Choice A is incorrect as the use of a fetal scalp electrode during labor and delivery is unrelated to preventing HIV transmission from mother to newborn. Choice C is incorrect as stopping antiretroviral medication can significantly increase the risk of HIV transmission to the newborn. Choice D is incorrect as administering pneumococcal immunization is important but not within 4 hours following birth in the context of preventing HIV transmission.
A nurse is providing discharge teaching to a postpartum client about caring for her five-year 5day old male newborn at home. Which of the following statements should the nurse make to the client?
- A. Retract the foreskin to clean your baby's penis during each bath
- B. Use triple antibiotic ointment on your baby's umbilical cord twice per day
- C. Swaddle your baby tightly with legs extended before laying him down to sleep
- D. Notify your baby's pediatrician if he urinates less than 6 times per day
Correct Answer: D
Rationale: The correct answer is D: Notify your baby's pediatrician if he urinates less than 6 times per day. This is important as decreased urine output can indicate dehydration in a newborn, which is a serious concern. It is crucial to monitor the baby's hydration status closely in the early days of life.

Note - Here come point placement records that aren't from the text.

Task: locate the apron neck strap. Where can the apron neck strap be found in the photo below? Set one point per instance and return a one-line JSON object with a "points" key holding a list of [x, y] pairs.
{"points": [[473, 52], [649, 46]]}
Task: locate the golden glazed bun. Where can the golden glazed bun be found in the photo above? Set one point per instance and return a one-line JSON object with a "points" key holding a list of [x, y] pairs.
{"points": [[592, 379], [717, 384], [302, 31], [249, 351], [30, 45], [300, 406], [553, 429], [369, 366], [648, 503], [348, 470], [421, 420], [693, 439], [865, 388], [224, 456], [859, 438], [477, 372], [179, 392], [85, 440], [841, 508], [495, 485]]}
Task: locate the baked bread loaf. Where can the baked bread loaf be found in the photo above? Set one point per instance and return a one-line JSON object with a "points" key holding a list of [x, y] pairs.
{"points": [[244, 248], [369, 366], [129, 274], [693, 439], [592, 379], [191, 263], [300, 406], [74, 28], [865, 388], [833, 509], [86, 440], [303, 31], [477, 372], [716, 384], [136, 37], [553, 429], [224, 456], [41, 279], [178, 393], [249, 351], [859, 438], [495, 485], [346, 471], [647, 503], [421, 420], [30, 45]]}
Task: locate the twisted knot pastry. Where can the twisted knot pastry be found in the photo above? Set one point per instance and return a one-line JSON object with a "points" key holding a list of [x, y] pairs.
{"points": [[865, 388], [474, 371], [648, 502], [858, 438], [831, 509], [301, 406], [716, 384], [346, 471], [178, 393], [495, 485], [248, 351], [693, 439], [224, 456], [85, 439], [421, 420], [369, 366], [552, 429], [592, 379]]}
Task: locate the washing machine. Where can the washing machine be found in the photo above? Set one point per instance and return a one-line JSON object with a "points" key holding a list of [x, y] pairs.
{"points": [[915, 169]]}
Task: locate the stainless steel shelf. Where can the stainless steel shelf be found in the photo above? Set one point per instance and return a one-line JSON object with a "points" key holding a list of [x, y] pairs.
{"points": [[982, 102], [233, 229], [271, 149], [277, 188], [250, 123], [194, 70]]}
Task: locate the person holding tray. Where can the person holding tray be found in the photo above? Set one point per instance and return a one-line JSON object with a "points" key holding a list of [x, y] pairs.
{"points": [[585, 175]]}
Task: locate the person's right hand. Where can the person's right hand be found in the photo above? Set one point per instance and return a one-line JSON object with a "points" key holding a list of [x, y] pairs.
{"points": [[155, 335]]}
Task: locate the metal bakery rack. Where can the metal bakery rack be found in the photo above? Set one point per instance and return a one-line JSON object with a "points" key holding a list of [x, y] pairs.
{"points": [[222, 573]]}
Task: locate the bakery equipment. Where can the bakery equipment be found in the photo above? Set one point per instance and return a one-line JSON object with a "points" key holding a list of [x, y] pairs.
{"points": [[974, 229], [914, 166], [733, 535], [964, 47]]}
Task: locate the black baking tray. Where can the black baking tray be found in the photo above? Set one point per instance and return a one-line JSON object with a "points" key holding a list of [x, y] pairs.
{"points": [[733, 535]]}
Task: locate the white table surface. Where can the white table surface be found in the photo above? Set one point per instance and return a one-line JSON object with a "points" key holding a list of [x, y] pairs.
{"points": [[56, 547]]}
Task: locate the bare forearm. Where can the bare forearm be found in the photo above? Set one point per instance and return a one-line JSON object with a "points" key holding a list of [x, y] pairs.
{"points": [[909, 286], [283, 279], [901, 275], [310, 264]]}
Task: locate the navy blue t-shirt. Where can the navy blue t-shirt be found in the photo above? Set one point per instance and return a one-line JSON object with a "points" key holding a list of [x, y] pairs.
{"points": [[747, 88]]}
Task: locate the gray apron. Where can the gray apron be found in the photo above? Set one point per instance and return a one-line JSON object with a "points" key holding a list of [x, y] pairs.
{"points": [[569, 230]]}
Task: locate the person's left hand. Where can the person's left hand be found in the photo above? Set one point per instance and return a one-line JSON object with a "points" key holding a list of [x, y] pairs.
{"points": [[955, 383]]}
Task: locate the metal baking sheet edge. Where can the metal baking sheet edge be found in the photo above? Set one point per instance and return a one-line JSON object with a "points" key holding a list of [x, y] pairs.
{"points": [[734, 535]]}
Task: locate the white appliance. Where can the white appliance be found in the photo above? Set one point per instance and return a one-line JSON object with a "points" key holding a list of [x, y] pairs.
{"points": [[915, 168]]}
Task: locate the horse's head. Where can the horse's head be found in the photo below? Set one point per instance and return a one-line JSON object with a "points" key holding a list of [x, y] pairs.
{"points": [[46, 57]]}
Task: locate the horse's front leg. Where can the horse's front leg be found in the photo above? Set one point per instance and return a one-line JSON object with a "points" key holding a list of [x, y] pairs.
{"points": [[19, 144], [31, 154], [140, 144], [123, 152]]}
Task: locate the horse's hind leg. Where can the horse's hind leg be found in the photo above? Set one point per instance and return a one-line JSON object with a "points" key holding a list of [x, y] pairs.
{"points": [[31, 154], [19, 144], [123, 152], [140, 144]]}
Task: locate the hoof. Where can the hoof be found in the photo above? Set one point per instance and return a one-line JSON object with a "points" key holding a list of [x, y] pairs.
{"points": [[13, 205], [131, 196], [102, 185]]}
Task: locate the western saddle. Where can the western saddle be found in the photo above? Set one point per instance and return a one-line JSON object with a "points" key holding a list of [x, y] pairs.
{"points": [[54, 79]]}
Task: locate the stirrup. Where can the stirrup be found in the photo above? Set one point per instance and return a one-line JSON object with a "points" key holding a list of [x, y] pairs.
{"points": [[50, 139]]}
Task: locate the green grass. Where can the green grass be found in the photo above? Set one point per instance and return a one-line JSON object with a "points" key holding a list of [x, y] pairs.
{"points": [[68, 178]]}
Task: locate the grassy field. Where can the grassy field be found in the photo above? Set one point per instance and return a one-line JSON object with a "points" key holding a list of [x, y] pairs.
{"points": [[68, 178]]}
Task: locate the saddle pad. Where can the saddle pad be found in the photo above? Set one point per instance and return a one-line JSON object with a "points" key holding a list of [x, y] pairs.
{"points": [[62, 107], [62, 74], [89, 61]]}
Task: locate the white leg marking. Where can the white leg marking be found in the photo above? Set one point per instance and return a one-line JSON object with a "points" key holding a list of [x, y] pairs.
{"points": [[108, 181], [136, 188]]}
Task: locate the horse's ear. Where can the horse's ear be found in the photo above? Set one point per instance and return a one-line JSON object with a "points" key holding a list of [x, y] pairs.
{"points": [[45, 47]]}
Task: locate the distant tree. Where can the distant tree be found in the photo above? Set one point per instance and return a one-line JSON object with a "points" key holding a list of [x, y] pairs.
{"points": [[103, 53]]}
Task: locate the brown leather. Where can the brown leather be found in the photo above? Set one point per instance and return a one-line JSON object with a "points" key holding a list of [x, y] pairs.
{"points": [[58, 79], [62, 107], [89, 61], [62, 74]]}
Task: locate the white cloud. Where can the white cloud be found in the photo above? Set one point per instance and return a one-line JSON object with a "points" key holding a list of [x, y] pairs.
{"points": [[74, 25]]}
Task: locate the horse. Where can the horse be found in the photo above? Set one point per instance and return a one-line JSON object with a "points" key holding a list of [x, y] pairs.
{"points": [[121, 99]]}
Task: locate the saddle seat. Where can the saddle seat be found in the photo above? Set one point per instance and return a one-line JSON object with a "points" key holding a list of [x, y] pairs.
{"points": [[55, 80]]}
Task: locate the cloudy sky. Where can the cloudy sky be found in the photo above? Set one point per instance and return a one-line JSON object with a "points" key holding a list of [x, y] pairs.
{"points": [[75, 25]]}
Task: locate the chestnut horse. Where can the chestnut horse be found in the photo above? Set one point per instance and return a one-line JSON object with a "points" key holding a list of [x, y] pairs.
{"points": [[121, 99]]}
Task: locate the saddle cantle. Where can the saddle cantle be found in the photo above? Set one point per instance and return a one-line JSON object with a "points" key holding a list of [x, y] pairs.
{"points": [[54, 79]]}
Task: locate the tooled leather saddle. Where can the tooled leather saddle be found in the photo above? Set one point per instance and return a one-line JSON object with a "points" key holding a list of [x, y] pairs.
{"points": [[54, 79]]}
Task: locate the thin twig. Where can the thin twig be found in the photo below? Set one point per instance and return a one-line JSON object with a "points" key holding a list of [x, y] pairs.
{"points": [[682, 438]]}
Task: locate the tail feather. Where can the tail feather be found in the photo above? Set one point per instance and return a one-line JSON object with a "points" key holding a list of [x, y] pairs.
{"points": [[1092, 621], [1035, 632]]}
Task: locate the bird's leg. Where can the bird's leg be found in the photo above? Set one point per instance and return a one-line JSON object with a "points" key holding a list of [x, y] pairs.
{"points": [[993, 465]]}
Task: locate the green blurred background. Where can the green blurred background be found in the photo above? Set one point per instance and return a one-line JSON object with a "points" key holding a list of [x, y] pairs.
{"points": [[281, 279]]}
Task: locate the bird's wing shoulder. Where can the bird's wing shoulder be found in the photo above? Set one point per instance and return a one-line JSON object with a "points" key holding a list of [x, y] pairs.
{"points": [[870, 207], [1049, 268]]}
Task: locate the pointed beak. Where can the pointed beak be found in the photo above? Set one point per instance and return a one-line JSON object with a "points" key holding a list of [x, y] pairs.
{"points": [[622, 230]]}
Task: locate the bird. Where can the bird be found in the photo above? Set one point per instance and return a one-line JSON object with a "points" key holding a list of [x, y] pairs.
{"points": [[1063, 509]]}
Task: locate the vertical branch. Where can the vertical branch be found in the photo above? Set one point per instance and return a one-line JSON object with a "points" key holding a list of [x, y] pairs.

A: Retracting the foreskin to clean the baby's penis is not recommended as it can cause harm and is not necessary at this age.
B: Using triple antibiotic ointment on the umbilical cord is not recommended as it can delay the natural healing process.
C: Swaddling the baby tightly with legs extended is not recommended as it can increase the risk of hip dysplasia.
In summary, the other choices are incorrect because they may cause harm or are not recommended practices for caring for a newborn.